ScottShao commented 8 years ago

https://github.com/jaybaird/python-bloomfilter/blob/master/pybloom/pybloom.py

in line 365 and line 372, when you add a new filter into scalable filters, it seems you are using different error rate, for the first filter, the error rate is error_rate * (1 - ratio), while it's error_rate * ratio for the rest of filters.
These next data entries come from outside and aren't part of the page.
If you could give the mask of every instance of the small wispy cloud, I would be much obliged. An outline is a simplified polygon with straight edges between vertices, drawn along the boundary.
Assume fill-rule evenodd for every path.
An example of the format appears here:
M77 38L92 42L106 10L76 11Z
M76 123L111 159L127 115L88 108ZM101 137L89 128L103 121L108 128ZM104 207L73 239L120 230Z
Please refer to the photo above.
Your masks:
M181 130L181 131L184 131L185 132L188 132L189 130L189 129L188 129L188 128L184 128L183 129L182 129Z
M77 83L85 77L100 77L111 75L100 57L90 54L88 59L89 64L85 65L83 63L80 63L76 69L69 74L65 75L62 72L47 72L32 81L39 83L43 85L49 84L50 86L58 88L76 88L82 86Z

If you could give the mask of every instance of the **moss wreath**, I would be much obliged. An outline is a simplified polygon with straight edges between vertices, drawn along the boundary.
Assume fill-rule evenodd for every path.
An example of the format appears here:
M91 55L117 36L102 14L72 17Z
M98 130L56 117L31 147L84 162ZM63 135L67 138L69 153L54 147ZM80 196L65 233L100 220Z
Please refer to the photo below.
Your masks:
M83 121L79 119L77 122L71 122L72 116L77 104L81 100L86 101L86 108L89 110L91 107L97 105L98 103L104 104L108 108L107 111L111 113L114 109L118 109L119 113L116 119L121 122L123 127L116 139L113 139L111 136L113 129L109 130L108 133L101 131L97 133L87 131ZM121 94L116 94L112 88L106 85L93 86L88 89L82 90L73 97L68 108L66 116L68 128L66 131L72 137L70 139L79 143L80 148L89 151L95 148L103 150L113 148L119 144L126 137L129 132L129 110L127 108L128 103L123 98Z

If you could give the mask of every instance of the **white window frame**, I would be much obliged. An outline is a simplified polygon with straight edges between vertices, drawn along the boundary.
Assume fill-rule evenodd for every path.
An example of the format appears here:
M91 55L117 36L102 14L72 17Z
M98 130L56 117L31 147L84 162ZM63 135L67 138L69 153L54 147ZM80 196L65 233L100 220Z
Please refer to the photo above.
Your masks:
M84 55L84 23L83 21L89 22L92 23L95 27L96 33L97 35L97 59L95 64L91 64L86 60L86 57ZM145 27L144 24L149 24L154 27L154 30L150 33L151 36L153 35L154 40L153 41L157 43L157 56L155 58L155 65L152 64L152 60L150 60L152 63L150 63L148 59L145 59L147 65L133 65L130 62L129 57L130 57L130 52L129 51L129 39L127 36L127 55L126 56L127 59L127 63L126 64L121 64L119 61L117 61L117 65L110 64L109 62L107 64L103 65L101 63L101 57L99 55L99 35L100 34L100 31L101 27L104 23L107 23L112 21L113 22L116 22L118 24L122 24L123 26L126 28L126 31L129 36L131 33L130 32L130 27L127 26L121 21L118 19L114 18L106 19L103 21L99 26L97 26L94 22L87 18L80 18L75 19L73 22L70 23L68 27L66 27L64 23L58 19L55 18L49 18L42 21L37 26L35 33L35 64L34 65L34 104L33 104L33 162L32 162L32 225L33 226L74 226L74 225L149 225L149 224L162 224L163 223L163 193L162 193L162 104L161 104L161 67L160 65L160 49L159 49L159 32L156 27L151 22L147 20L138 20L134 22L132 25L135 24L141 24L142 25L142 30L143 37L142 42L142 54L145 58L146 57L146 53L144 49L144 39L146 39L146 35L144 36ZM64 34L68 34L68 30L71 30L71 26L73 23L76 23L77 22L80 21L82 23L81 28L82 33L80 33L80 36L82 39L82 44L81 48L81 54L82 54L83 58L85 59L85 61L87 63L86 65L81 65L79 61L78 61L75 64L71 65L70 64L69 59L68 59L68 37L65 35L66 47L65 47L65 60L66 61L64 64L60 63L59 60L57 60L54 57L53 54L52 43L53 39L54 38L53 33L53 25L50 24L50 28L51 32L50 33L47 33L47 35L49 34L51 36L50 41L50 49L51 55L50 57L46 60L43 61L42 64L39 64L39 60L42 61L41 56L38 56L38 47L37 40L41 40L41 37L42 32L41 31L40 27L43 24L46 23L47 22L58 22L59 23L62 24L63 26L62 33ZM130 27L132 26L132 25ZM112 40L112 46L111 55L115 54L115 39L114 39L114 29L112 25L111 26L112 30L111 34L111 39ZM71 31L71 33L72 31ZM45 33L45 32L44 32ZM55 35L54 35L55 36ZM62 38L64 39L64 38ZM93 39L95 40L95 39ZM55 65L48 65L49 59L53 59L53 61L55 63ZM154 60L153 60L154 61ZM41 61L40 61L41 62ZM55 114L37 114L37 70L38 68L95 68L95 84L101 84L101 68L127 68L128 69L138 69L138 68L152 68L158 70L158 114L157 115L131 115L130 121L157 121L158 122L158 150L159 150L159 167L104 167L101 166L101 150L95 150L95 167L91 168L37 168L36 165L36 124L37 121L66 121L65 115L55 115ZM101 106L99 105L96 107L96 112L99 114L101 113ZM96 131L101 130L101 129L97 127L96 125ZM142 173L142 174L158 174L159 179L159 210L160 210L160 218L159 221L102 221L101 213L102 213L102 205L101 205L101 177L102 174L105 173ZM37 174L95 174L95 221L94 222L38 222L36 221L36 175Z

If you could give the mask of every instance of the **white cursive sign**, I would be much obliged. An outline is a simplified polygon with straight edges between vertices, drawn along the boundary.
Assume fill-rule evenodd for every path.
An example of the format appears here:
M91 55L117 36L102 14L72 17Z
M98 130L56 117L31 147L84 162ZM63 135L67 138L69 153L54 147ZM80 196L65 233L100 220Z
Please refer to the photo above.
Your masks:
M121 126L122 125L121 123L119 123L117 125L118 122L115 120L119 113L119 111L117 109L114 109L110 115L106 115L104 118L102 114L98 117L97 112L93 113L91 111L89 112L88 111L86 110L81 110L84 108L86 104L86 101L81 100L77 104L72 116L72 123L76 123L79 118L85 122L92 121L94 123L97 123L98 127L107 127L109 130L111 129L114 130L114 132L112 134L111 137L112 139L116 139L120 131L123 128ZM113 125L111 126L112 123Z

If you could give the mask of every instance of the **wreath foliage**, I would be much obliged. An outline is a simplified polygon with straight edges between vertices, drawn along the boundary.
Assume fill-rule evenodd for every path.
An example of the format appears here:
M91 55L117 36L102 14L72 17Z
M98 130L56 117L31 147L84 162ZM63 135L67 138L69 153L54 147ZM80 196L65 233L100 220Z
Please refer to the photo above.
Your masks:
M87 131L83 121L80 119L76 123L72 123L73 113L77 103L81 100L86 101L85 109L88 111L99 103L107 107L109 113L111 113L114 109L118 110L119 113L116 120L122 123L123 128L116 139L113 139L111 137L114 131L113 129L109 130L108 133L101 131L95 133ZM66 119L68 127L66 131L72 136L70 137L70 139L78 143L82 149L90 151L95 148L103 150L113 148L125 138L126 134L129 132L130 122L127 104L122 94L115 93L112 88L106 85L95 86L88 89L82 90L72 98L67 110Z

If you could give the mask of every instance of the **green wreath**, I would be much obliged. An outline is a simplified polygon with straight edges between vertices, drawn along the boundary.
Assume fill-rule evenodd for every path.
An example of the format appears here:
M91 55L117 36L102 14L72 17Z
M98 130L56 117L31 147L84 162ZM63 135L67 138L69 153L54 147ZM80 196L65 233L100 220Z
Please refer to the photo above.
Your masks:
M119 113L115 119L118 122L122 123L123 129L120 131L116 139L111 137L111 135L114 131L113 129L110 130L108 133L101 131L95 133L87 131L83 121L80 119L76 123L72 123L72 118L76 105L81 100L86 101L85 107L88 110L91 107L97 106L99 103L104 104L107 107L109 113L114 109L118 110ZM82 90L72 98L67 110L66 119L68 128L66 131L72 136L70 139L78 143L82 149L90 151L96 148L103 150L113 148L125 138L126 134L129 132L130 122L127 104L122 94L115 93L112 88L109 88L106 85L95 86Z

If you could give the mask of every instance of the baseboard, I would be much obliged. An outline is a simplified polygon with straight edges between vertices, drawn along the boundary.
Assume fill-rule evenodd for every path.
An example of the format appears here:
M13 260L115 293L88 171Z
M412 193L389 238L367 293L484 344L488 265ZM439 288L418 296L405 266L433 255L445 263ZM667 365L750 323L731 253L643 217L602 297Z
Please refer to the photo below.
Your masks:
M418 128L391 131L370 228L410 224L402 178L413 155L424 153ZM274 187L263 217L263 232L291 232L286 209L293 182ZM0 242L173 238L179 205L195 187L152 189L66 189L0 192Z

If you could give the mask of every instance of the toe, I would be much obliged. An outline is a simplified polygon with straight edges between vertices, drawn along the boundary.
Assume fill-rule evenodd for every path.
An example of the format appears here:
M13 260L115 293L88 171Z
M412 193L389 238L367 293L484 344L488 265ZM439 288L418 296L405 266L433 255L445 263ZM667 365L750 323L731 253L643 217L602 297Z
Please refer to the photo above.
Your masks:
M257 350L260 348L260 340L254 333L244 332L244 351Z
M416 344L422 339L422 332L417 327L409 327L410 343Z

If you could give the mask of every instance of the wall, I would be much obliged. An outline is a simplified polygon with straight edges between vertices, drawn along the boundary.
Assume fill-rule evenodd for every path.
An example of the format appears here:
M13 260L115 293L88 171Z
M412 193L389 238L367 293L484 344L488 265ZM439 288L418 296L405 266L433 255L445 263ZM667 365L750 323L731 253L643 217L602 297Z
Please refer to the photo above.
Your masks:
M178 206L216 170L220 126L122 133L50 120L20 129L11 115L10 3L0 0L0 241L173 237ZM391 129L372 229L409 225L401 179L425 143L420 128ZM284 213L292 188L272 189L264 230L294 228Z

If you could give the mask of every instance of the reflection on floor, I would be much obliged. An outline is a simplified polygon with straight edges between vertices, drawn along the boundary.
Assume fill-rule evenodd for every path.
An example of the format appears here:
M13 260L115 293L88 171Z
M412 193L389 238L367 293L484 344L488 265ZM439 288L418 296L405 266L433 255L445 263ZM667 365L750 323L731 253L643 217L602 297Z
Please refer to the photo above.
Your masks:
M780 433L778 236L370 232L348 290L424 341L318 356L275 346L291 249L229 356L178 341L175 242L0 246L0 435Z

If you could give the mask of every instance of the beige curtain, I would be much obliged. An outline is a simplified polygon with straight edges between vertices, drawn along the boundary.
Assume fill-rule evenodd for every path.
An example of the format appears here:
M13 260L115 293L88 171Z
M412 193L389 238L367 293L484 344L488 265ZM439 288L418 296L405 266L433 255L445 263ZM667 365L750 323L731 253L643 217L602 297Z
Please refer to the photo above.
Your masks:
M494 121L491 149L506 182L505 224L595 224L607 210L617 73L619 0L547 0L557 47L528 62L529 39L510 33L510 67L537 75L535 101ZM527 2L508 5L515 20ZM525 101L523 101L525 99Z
johnyf commented 8 years ago

Thanks for the additional information. When master branch changes, the above link will point to different lines. The reference can be made persistent with: https://github.com/jaybaird/python-bloomfilter/blob/70e25c653ab87fbc2273328e89544d4124f52065/pybloom/pybloom.py#L365 and: https://github.com/jaybaird/python-bloomfilter/blob/70e25c653ab87fbc2273328e89544d4124f52065/pybloom/pybloom.py#L372 that can also be written as line 365 and line 372.

Please note that I am not the author of pybloom.

ScottShao commented 8 years ago

Thank you for the tips.

joseph-fox commented 8 years ago

@ScottShao I think this version https://pypi.python.org/pypi/pybloom_live/2.1.0 addresses your concerns.

ScottShao commented 8 years ago

@joseph-fox Thank you for sharing the information. It seems that the only place that we use ratio is when we create a new filter, and we use ratio * error_rate as the error rate of new filter. If this is the case, I don't think we need the parameter ratio any more.